US 12,072,863 B1
Data ingestion using data file clustering with KD-epsilon trees
Prakhar Jain, Sunnyvale, CA (US); Frederick Ryan Johnson, Orem, UT (US); and Bart Samwel, Oegstgeest (NL)
Assigned to Databricks, Inc., San Francisco, CA (US)
Filed by Databricks, Inc., San Francisco, CA (US)
Filed on Jul. 5, 2023, as Appl. No. 18/218,400.
Int. Cl. G06F 16/20 (2019.01); G06F 16/22 (2019.01); G06F 16/23 (2019.01); G06F 16/245 (2019.01); G06F 16/28 (2019.01)

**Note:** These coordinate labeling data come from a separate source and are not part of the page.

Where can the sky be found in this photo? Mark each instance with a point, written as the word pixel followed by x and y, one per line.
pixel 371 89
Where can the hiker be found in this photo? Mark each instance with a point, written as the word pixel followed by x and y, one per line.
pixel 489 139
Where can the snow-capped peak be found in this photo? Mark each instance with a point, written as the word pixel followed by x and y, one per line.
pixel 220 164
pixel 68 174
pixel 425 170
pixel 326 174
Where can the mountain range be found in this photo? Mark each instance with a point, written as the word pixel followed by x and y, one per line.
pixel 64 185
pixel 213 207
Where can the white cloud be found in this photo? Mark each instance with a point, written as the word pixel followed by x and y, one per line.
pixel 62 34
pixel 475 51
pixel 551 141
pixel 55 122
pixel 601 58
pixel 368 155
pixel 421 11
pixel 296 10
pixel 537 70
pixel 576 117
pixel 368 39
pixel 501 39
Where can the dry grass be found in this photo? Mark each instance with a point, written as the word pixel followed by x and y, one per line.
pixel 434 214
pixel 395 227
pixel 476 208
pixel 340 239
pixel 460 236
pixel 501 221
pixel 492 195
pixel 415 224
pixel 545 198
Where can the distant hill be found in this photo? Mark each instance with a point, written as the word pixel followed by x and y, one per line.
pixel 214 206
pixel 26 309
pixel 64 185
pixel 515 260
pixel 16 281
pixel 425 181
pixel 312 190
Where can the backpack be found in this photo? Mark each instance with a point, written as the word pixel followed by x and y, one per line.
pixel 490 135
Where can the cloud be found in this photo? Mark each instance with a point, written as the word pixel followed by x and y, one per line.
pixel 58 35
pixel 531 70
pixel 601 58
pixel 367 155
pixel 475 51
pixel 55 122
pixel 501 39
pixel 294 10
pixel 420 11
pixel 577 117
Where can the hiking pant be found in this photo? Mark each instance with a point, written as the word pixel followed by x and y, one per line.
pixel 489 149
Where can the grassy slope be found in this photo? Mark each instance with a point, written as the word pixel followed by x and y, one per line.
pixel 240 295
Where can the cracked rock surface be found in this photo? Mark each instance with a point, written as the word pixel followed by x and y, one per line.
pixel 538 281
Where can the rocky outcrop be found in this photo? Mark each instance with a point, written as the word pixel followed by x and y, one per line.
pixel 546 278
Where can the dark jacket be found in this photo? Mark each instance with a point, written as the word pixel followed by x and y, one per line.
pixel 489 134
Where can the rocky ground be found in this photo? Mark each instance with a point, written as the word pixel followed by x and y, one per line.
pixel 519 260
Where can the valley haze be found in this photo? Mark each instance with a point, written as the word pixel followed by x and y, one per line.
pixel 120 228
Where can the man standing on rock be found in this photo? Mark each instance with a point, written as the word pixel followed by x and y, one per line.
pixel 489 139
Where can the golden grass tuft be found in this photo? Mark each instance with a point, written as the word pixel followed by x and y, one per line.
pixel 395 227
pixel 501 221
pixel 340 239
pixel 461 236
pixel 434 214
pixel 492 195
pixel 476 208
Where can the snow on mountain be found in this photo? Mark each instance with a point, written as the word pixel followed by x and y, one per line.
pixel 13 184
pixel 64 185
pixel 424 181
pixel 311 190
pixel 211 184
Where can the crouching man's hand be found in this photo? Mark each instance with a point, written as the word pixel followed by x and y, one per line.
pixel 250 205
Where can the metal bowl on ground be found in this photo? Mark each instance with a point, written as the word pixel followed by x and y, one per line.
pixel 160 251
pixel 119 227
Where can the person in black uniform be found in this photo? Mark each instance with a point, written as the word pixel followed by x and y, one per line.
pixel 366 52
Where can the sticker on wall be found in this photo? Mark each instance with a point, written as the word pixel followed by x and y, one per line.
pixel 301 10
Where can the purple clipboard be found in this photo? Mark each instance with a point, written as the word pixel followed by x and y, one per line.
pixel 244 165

CPC G06F 16/2246 (2019.01) [G06F 16/2358 (2019.01); G06F 16/245 (2019.01); G06F 16/285 (2019.01)] 21 Claims
OG exemplary drawing
 
1. A method comprising:
receiving, from a client device, a request to ingest a set of records to a data table stored in a data storage system, the data table including a plurality of records for one or more features;
accessing a data tree for the data table including a plurality of nodes and edges, the nodes of the data tree representing conditions with respect to key-values for two or more keys, a leaf node of the data tree configured as a data file that includes a respective subset of records having key-values satisfying the condition for the node and conditions associated with parent nodes of the node, and a parent node of the data tree configured as a file with a buffer that includes changes to the data table and a storage for pointers to child nodes of the parent node;
determining whether a parent node of the data tree has sufficient data storage in the buffer to store the set of records of the request; and
responsive to determining that the parent node has insufficient data storage to store the set of records, writing at least a portion of the set of records or records in the file associated with the parent node to at least one file associated with a set of child nodes of the parent node.